The arena is home to North Durham Minor Hockey, the Central Ontario Wolves and the Port Perry Lumberjacks.

==Notable residents==

- Kate Beirness, TSN sports broadcaster and Port Perry native
- Dick Bourgeois-Doyle, writer and science administrator

- George Burnett, hockey coach in National Hockey League, American Hockey League, Ontario Hockey League and Hockey Canada
- George A. Cope, CEO, Bell Canada Enterprises
- Gertrude Spurr Cutts, English-born painter spent latter part of her life in Port Perry
- Ty Dellandrea, forward for the San Jose Sharks of the National Hockey League
- Brad Goreski, celebrity fashion stylist and TV personality born in Port Perry
- Vladimir Hachinski, renowned clinical neurologist and researcher in stroke and dementia; born in Ukraine and raised in Port Perry
- Bill Lishman, sculptor, filmmaker, inventor, naturalist and public speaker; lived in nearby Blackstock
- James Howden MacBrien, Commander of the Canadian Army and RCMP; born in nearby Myrtle and raised in Port Perry
- Jayde Nicole, Canadian Model, born in Scarborough and raised in Port Perry
- Daniel David Palmer, the founder of Palmer School of Chiropractic; born in Port Perry
- J. F. Paxton (1857–1936), Canadian ice hockey administrator
- Thomas Paxton (1820–1887), Port Perry industrial businessman, politician and sheriff
- Dan Petronijevic, television actor
- John Ross Roach, NHL goalie of the 1930s and born in Port Perry
- Craig Russell, female impersonator, best known for his lead role in the movie, Outrageous!; buried in Port Perry
- Emily VanCamp, film and television actress; born and raised in Port Perry
- Fred Whitcroft, amateur and NHA hockey player, inductee of Hockey Hall of Fame; born in Port Perry

==In film and television==
Port Perry has attracted many film crews over the years, both for feature film and television. It served as the fictional Maine town of Mooseport in the 2004 film Welcome to Mooseport and was used briefly as a small town in New Hampshire during the sixth season of The West Wing. The town was the primary production location for the 1996 film Fly Away Home, based on Port Perry inventor Bill Lishman's experiments in the 1980s and 1990s imprinting geese in order to alter and preserve migration routes. The film fictionalized Lishman's personal life, but used him as a consultant for its aerial and technical production. Outdoor scenes of the 2023 horror movie Thanksgiving were filmed in downtown Port Perry.
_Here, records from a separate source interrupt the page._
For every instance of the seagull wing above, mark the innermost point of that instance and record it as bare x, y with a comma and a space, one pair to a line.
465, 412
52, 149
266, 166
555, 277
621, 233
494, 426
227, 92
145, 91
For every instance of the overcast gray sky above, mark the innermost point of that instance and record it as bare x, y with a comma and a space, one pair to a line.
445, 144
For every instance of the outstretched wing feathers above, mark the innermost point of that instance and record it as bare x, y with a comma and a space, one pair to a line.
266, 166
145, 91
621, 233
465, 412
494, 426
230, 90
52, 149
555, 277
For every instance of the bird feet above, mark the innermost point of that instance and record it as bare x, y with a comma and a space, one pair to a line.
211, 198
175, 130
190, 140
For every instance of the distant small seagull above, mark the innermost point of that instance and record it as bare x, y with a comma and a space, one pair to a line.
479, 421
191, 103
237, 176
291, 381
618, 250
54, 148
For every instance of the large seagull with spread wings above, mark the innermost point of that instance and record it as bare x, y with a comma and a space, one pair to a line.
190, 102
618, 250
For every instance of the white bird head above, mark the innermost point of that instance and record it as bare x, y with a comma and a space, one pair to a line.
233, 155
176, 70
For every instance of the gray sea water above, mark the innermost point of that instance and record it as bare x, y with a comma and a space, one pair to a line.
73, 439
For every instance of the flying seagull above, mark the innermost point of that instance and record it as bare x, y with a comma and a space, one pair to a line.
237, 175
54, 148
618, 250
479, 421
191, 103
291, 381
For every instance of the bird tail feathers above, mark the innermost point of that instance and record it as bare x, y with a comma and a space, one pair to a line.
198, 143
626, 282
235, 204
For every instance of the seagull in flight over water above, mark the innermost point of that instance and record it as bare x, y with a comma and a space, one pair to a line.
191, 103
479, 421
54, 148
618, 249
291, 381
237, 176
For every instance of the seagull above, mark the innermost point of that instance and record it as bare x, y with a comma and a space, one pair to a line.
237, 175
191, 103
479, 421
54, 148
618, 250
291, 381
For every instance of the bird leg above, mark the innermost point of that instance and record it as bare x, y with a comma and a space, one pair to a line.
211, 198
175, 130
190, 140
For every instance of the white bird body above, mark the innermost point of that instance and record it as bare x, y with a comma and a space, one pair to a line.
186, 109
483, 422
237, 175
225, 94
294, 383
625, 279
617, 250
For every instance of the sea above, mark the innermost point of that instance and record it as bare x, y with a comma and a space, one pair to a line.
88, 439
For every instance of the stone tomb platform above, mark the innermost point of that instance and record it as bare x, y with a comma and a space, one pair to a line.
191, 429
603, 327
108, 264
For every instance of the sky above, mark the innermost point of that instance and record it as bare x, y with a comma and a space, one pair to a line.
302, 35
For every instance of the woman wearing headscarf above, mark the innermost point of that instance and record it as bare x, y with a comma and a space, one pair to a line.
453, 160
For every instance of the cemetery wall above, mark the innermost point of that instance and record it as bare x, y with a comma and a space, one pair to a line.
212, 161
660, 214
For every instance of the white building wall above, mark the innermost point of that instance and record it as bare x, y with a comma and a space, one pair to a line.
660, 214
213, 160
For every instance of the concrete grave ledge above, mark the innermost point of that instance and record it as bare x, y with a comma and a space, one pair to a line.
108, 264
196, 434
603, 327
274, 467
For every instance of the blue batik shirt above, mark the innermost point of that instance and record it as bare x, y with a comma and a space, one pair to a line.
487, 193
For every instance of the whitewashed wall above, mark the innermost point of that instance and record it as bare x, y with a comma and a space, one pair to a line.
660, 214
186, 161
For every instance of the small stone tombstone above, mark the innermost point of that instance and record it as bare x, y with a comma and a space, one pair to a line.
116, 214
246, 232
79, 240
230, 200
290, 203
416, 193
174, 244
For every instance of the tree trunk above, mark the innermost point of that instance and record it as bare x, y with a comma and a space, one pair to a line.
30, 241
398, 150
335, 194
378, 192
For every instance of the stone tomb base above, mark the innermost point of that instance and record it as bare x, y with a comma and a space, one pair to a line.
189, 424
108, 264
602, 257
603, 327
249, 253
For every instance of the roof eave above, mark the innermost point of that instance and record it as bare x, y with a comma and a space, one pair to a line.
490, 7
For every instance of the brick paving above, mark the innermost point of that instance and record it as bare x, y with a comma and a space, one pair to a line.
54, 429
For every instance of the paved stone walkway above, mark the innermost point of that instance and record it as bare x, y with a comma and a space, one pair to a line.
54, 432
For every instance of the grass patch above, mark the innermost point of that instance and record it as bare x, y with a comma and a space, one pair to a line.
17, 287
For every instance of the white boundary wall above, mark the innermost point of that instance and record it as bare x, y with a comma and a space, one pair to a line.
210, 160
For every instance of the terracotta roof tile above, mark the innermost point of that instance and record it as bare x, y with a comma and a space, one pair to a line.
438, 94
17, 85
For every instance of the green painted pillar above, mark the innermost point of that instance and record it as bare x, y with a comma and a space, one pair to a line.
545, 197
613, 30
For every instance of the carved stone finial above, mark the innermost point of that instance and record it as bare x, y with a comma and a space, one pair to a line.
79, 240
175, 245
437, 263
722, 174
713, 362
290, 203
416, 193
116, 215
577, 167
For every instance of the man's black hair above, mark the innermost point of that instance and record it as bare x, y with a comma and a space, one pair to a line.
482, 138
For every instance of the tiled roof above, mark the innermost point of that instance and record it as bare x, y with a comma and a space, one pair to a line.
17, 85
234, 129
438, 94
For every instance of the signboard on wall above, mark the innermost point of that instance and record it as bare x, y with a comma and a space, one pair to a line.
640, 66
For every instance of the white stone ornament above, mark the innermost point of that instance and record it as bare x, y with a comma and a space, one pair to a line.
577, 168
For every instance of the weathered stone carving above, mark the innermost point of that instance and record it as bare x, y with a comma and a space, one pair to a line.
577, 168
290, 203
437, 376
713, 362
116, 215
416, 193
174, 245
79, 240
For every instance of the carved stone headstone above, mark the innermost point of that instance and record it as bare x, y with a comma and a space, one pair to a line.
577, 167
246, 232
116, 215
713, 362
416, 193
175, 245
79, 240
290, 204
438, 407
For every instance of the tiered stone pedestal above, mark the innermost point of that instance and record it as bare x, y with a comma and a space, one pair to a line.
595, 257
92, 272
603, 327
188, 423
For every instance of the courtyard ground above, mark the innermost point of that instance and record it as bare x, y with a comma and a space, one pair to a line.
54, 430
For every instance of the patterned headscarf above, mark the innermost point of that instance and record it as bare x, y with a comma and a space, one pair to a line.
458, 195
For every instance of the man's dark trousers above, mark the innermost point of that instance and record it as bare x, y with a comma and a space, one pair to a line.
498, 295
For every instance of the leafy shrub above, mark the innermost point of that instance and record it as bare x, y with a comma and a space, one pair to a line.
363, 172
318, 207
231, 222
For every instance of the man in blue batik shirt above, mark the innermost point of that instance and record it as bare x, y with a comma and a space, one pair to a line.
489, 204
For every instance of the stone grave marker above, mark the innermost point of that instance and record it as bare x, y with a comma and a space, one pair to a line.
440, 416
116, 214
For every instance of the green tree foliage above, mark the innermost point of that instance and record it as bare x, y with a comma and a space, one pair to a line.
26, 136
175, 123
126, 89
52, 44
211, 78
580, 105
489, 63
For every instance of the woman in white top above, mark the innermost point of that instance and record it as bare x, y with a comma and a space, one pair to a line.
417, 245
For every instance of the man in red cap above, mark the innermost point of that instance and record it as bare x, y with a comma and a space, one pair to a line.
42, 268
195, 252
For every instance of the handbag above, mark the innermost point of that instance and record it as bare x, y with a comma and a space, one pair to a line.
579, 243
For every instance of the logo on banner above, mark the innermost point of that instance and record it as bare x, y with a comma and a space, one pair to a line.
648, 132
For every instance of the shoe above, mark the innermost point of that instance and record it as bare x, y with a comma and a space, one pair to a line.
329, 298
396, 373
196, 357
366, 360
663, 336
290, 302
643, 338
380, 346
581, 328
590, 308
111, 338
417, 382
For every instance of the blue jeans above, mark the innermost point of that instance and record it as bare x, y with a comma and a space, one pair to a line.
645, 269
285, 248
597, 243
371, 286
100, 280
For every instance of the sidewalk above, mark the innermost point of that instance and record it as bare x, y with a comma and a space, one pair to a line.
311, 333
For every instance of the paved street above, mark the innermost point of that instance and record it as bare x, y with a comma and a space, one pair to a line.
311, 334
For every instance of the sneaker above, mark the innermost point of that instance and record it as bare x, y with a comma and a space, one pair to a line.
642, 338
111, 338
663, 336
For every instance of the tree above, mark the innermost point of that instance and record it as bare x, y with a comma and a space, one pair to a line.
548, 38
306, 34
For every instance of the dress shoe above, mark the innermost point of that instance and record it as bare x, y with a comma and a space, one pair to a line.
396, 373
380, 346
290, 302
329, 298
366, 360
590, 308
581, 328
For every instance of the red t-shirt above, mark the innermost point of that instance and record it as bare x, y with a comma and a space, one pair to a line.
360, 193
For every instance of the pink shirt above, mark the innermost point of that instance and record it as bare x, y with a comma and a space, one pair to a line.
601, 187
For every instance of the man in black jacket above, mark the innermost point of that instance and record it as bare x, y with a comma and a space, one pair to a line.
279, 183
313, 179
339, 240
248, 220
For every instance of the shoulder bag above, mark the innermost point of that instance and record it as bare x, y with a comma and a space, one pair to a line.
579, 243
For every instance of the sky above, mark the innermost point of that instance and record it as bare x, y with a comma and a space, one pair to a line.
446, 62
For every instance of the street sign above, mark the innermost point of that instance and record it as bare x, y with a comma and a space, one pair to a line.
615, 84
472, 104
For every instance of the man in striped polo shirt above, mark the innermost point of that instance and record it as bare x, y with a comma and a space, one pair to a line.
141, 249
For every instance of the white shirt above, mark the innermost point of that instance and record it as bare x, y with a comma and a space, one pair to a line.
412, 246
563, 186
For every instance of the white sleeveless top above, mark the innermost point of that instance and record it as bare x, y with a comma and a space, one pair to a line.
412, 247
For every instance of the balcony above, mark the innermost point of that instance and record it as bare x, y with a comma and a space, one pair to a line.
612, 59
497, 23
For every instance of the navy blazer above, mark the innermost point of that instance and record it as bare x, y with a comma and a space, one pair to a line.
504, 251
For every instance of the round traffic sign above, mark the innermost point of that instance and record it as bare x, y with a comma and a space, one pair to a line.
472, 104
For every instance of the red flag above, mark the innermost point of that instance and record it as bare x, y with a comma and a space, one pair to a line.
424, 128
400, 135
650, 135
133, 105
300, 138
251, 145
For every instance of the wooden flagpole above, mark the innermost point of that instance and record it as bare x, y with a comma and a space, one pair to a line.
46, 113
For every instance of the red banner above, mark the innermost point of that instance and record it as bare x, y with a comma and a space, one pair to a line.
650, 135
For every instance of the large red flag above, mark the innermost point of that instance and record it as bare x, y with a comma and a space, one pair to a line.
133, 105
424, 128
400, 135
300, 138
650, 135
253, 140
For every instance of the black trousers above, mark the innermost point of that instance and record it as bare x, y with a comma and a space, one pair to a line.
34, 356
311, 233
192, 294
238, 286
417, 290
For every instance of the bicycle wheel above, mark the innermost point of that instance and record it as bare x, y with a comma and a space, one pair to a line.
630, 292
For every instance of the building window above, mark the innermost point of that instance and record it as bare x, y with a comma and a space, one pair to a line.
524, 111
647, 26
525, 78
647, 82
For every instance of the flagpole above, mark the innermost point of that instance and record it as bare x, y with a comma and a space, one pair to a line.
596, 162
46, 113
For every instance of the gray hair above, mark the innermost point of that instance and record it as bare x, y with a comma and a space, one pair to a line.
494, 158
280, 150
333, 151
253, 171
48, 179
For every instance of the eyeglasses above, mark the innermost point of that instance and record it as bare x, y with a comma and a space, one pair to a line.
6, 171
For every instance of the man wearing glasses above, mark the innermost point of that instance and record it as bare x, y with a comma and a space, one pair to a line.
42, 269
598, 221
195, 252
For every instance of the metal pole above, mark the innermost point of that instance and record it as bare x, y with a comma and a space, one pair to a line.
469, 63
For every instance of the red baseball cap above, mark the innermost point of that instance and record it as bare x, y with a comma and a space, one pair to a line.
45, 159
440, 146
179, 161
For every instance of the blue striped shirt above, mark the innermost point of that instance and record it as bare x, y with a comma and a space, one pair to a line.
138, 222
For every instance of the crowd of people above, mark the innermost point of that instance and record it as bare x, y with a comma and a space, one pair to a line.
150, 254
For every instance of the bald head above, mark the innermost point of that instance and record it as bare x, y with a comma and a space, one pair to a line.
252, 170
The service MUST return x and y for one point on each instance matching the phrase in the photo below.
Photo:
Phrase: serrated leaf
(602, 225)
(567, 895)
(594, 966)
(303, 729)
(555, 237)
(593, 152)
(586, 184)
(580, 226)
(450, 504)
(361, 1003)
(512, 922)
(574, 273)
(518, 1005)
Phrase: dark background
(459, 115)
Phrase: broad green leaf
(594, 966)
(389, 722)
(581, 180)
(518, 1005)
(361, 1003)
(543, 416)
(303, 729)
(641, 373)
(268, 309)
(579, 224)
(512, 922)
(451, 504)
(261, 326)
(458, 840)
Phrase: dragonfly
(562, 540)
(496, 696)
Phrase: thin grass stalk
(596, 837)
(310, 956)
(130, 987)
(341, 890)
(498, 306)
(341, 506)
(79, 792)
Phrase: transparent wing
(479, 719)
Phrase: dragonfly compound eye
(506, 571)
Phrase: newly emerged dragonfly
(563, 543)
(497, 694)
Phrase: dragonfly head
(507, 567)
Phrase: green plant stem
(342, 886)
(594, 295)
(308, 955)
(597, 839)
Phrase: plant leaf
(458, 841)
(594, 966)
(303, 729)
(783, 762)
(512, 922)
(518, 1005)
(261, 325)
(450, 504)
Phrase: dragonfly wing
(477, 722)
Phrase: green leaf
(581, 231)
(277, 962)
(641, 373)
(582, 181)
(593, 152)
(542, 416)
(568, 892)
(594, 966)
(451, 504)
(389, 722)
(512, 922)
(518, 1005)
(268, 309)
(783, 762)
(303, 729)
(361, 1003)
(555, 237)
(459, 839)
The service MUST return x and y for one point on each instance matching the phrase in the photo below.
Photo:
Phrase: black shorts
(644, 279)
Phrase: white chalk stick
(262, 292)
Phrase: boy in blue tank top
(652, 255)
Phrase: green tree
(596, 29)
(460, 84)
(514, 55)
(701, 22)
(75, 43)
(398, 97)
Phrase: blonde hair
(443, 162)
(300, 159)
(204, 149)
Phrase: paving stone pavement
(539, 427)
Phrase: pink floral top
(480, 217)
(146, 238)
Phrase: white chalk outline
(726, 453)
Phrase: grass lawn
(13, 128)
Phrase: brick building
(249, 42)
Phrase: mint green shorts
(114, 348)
Port Perry was used as exteriors for the TV series Hemlock Grove which is set in Western Pennsylvania. Amazon TV series Reacher (Season 1) was shot around downtown Port Perry in 2020–2021. The town's Piano Inn & Cafe was renamed to "JJ's Ale House" for the shoot. Port Perry was used as a small town known as Lakeside for season three of the Amazon TV series American Gods. They painted the shop portion of the Mill black, and the "PORT PERRY" wording at the top of the Old Mill was changed to "LAKESIDE" for the duration of filming.